Where things get a bit trickier, however, are the joint issues of legal unenforceability and financial compensation. Mahmoud stresses that under current UK laws, which largely rely on friendship agreements between surrogates and intended parents rather than formalised contracts, “surrogates’ vulnerability was heightened in certain contexts, as there was no guarantee that intended parents would act according to surrogates’ expectations”. Intended parents are currently under no legal obligation to compensate surrogates for expenses incurred during pregnancy, for example.

Yet Mahmoud also found that the majority of surrogates in the study expressed strong distaste for commercialised surrogacy, explaining how payments negated their altruism. “They voiced concerns on how payments to surrogates as standard – or even as an option – necessitated safeguards against potential exploitative practices,” Mahmoud says, and highlights that a few also expressed concerns that the introduction of a monetary element “would render surrogacy even less financially accessible for potential intended parents”. Ultimately, Mahmoud emphasises, reforms resulting in even the slightest move towards commercialisation were not supported by the surrogates in the study.

Aside from issues of payment, potential changes to surrogacy laws raise other important questions about parenthood and family. Mahmoud and Romanis recently co-authored a paper, published in the Medical Law Review, on gestation and motherhood, in which they argue “for a better recognition of the differences between gestation and mothering, to promote autonomy and reflect the very different ways families may be formed”.

Like Errington, Romanis also suggests that the proposals outlined by the Law Commission are “a step in the right direction”, because, she explains, “they enable surrogates more freedom, rather than remaining legally responsible for the child for a period of time after birth until a parental order can be granted”. However, she also thinks there are still lots of limitations. “In general, I think we need to think about reforming the law surrounding parenthood more fundamentally, rather than trying to fix the issues that arise specifically in surrogacy arrangements,” Romanis argues. “For example, English law only allows a child to have two parents, and this does not reflect the growing diversity of family forms.”
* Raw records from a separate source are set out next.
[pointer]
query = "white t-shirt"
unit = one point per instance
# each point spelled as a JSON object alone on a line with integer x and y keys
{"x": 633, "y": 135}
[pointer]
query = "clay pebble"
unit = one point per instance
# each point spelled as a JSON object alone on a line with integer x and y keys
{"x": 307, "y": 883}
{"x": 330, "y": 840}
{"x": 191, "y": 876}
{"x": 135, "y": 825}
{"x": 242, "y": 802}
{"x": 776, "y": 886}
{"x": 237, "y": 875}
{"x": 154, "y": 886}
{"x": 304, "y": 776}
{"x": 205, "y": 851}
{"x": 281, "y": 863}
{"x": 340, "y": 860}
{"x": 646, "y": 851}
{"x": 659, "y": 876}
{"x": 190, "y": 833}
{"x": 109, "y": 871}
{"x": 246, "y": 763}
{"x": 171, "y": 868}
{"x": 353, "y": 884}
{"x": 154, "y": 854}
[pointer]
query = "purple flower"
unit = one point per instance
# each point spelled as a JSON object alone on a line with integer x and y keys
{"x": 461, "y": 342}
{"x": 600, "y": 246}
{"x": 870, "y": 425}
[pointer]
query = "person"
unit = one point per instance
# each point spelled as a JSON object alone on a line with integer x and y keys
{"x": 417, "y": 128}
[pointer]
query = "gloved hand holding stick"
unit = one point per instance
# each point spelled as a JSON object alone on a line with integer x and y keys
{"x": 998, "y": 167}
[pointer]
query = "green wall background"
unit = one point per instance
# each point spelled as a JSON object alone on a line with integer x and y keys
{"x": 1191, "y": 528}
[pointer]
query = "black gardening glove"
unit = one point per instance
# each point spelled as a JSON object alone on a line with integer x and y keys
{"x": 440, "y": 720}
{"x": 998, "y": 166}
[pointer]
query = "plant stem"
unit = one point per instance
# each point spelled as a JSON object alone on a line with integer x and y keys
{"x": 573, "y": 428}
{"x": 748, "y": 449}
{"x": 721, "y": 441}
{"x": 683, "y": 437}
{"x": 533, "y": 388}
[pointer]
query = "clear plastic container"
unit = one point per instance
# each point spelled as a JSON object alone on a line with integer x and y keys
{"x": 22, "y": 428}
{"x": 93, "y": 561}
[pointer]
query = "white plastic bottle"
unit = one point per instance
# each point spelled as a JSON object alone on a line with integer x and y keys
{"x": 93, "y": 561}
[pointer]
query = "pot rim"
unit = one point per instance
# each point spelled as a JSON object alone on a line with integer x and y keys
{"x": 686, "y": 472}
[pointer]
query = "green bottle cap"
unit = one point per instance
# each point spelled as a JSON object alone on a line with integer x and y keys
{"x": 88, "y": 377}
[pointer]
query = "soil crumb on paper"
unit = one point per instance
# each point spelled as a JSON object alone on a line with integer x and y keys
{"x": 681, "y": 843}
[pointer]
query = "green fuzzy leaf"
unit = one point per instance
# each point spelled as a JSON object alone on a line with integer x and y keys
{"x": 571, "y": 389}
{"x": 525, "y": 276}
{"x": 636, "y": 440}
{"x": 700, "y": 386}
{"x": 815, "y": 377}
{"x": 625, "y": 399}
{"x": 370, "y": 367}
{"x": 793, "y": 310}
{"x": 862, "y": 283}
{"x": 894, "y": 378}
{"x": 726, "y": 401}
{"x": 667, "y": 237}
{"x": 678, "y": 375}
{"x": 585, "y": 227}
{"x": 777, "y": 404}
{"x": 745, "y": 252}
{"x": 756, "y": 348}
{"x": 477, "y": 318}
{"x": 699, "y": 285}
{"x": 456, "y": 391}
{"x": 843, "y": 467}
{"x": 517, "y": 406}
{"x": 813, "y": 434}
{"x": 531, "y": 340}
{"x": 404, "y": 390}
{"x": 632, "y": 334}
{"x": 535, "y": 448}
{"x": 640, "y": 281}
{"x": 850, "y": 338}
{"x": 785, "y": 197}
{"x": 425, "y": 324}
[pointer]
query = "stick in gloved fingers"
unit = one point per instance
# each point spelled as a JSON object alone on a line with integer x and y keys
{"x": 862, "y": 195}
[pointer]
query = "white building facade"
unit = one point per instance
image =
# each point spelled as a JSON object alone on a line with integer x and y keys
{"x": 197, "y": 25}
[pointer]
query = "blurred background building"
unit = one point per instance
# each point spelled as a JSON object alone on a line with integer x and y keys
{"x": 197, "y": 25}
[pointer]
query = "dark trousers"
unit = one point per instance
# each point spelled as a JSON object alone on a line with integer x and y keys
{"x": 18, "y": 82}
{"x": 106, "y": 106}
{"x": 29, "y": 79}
She also suggests that gendered legal language surrounding parenthood has resulted in the law failing to reflect many families’ lived experiences. “The law recognises only one mother: the person who birthed,” Romanis explains. “This prevents trans men who birth from being recognised as fathers [because UK law defines them as “mothers”]. It prevents recognition of families with two same-sex parents.” Indeed, the whole thing still seems highly gendered and shrouded in biological determinism. Currently, for example, if legal motherhood is abdicated through adoption or parental orders, that child has no legal mother. “The intended parents are vested with legal parenthood,” Romanis and Mahmoud write in their paper, “but their legal status is not as legal mother(s) or legal father(s), but rather as Parent 1 and Parent 2.”

Stuart and Francis’s tears of frustration, as is evident in their hard-won relief at finally being recognised as the parents of their son, did at least end in joy. “Surrogacy is such a gift,” they affirm, “and we are so grateful to be alive at a time in which it is possible to be able to call ourselves dads.” Yet the difficulties they and so many others have faced surely make it impossible not to agree with Romanis that, when it comes to surrogacy and parental law in the UK, “we need a real overhaul”.